Sebi needs to revise this master circular for CRA.
The SEBI Master Circular for CRA is dated May 16, 2024, and the subsequent circular is captioned "Measures for Ease of Doing Business for Credit Rating Agencies (CRAs)", dated July 04, 2024.
I want SEBI to consider the following points listed under three headings seriously.
CRA perspective,
The financial ratios used by credit rating agencies (CRAs) should adhere to uniform standards. Consistency is crucial, and the data used for the numerators and denominators in these ratios should be based on widely accepted and universal practices. Financial analysis is one part of the rating process used to measure repayment capacity.
The total amount borrowed by a company may not be clear to investors when multiple credit rating agencies are involved in the rating process. Instead of providing the total amount borrowed, each credit rating agency only offers the amount they have rated. This can create confusion for investors who want to know the company's total borrowing. If one credit rating agency bases its financial analysis on only the amount it has rated, without considering the total borrowing partially rated by other agencies, the reliability of such a rating is questionable.
For Example, MTNL was rated by two CRAs, the CARE Rating rated with an amount of Rs 27,839 and the CRISIL Rating with Rs 13,028. Which number should investors use to understand MTNL market borrowing?
Investors often face confusion when different CRAs publish conflicting information about the same issuer. For instance, when one CRA withdraws its rating for a particular issuer, while another reaffirms its rating, investors are left uncertain. This lack of harmony in ratings can lead to uncertainty and challenges for investors seeking confirmation.
There have been instances where two CRAs published matching ratings for the same issuer at a given point in time. Such indices are many.
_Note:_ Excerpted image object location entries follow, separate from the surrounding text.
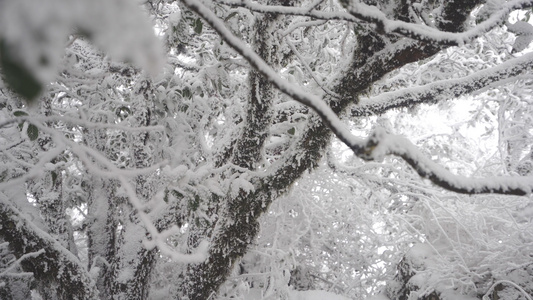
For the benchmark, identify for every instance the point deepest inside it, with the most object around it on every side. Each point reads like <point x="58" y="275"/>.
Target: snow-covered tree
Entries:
<point x="251" y="149"/>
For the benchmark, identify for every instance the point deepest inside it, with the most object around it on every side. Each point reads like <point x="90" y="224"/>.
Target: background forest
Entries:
<point x="270" y="149"/>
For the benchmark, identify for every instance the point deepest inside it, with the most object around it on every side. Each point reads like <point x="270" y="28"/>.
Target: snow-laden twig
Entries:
<point x="380" y="143"/>
<point x="318" y="105"/>
<point x="486" y="296"/>
<point x="358" y="11"/>
<point x="443" y="89"/>
<point x="13" y="265"/>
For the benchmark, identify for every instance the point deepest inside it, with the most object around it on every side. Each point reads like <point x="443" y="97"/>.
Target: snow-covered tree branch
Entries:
<point x="265" y="149"/>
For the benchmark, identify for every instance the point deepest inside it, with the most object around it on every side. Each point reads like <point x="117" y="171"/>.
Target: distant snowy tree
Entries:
<point x="252" y="149"/>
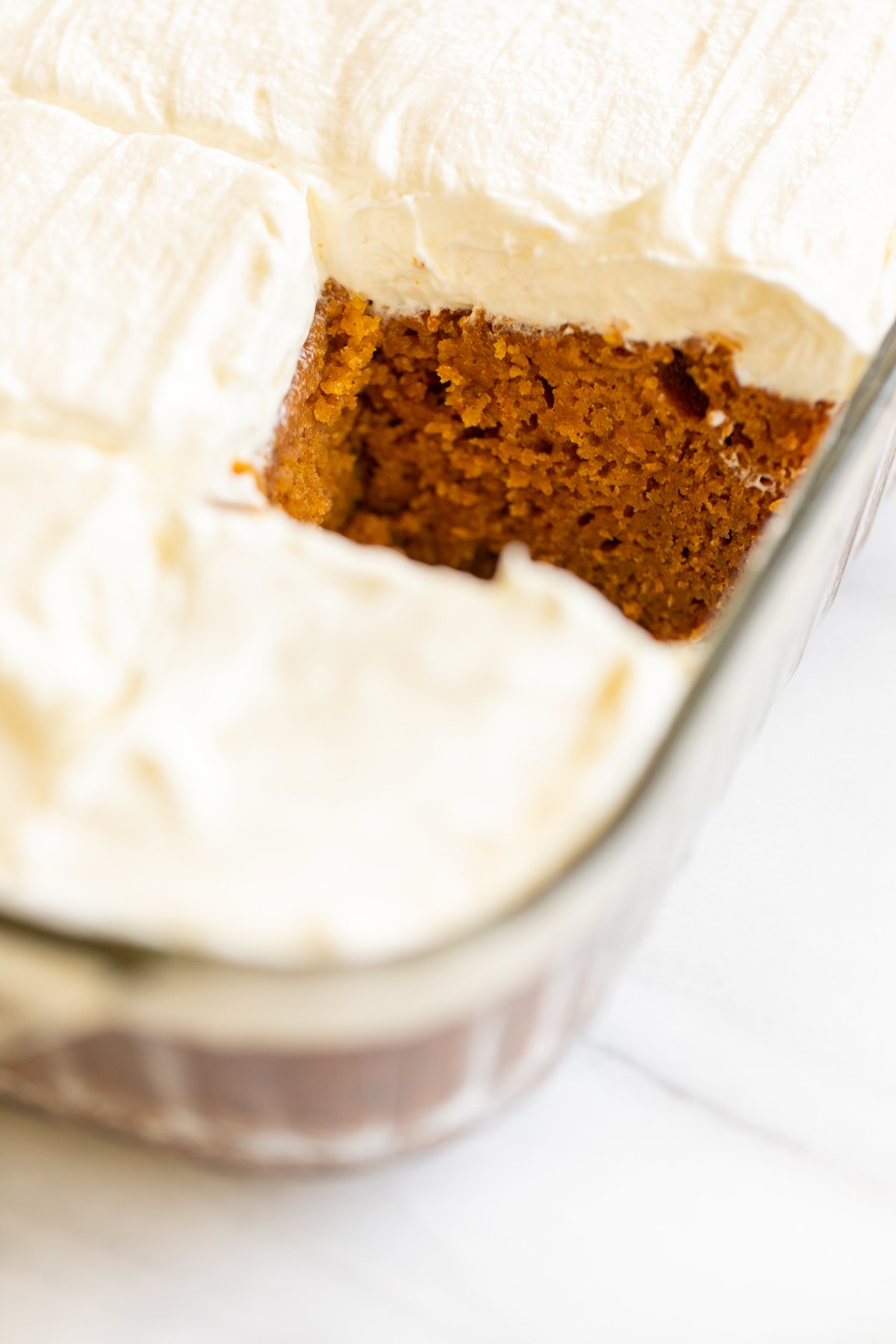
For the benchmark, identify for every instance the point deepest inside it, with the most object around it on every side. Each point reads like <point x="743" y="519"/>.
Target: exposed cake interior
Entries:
<point x="647" y="470"/>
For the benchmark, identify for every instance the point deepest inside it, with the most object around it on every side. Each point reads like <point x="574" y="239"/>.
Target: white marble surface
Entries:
<point x="715" y="1160"/>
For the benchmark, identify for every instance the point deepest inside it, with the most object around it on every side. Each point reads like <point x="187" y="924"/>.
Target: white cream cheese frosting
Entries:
<point x="156" y="293"/>
<point x="220" y="730"/>
<point x="223" y="732"/>
<point x="669" y="168"/>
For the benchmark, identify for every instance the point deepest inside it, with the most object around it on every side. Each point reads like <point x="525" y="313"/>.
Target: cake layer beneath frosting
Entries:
<point x="225" y="732"/>
<point x="645" y="470"/>
<point x="669" y="168"/>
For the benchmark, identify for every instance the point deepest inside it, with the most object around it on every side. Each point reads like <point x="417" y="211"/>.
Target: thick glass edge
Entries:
<point x="840" y="448"/>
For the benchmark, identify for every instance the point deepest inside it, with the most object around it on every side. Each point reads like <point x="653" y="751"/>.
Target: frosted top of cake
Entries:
<point x="222" y="730"/>
<point x="668" y="168"/>
<point x="225" y="732"/>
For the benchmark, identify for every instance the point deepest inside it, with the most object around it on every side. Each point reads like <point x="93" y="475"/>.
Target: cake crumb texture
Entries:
<point x="647" y="470"/>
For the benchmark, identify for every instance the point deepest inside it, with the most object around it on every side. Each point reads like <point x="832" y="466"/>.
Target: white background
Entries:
<point x="714" y="1163"/>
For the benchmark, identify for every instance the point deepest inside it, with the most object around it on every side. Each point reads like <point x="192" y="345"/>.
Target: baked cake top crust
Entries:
<point x="665" y="168"/>
<point x="258" y="710"/>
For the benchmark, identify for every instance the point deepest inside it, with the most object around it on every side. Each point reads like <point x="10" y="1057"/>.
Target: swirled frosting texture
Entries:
<point x="667" y="168"/>
<point x="227" y="732"/>
<point x="220" y="730"/>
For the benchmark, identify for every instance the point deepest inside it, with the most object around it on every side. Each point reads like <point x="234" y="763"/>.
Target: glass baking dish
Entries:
<point x="340" y="1068"/>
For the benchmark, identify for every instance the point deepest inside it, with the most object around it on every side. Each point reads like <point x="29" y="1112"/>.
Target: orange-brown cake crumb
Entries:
<point x="645" y="470"/>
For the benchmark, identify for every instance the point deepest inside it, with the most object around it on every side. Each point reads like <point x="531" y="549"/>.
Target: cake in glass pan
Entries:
<point x="558" y="299"/>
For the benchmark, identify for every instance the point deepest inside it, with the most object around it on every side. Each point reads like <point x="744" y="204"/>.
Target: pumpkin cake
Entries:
<point x="467" y="282"/>
<point x="647" y="470"/>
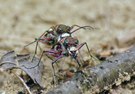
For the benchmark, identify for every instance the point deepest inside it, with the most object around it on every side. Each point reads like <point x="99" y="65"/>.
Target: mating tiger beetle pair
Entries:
<point x="62" y="43"/>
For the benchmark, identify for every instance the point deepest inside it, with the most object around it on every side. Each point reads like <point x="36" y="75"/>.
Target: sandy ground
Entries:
<point x="23" y="20"/>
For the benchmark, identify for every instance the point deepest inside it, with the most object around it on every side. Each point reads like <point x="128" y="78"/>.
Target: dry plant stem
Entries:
<point x="27" y="88"/>
<point x="113" y="71"/>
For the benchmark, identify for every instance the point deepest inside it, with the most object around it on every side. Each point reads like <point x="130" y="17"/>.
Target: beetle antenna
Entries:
<point x="82" y="27"/>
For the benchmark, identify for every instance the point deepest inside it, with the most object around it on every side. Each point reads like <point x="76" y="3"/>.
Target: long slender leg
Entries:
<point x="91" y="56"/>
<point x="54" y="61"/>
<point x="35" y="50"/>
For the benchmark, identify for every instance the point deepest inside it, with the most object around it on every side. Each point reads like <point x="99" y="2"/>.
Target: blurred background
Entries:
<point x="21" y="21"/>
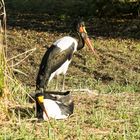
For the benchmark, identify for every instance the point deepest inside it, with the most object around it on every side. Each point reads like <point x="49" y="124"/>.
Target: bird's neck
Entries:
<point x="81" y="42"/>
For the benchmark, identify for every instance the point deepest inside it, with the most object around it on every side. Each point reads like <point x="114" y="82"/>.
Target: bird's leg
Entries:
<point x="63" y="84"/>
<point x="56" y="85"/>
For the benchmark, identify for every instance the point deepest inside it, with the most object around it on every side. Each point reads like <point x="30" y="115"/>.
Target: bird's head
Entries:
<point x="39" y="98"/>
<point x="81" y="29"/>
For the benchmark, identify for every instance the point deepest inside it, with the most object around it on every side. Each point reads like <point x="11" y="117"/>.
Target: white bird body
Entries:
<point x="53" y="110"/>
<point x="62" y="70"/>
<point x="59" y="55"/>
<point x="65" y="42"/>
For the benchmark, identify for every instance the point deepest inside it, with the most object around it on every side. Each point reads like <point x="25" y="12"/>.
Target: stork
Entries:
<point x="59" y="55"/>
<point x="53" y="106"/>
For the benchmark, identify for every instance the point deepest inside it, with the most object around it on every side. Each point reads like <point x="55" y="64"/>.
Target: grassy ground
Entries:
<point x="113" y="114"/>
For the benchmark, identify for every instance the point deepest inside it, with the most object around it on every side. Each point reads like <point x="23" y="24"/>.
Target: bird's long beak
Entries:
<point x="89" y="44"/>
<point x="41" y="100"/>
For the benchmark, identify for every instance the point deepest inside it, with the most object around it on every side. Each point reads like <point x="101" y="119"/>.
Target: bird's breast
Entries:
<point x="66" y="42"/>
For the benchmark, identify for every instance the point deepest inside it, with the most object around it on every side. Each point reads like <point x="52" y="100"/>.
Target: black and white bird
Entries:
<point x="53" y="106"/>
<point x="59" y="55"/>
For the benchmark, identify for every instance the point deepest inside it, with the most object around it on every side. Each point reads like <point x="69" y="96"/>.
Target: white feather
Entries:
<point x="62" y="70"/>
<point x="53" y="110"/>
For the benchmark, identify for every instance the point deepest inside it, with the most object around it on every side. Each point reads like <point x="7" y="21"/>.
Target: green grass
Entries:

In such cases, investors may question the reliability of the ratings, suspecting potential issues in terms of accuracy and consistency.
Furthermore, there are material events that are not always considered when assigning ratings. For example, when a non-banking financial company (NBFC) was directed by the income tax authority to restrict cash loans to no more than Rs 20,000, this was not factored in by any CRA. Such events, which can significantly impact the risk profile of an NBFC with a high reliance on cash-based business, should be incorporated into the final ratings.
Finally, there is a need to regularize the fees charged by CRAs. These fees should be based on the amount and maturity of the instruments. Just as the National Stock Exchange (NSE) restricts brokerage charges on secondary market deals in corporate bonds, there is a call for the Securities and Exchange Board of India (SEBI) to regulate the fee structure for CRA services.
Issuer perspective
The worrisome point here is that the issuer pays for rating service, and there is a strong cartel between the Issuer and CRA. If the fee is regulated, the cartel can be a broker to bring transparent and professional service in rating.
Once the fee structure is in place, the issuer can be given an option called feedback, the most Issue-waited, which the Issuer can use to give feedback on the CRA, which rated its issue.
Investor Perspective.
CRA should publish daily ratings under 3 categories: one. All bank facilities, second, issuer not cooperating -INC, and all their other ratings, including the rating for the structured obligation.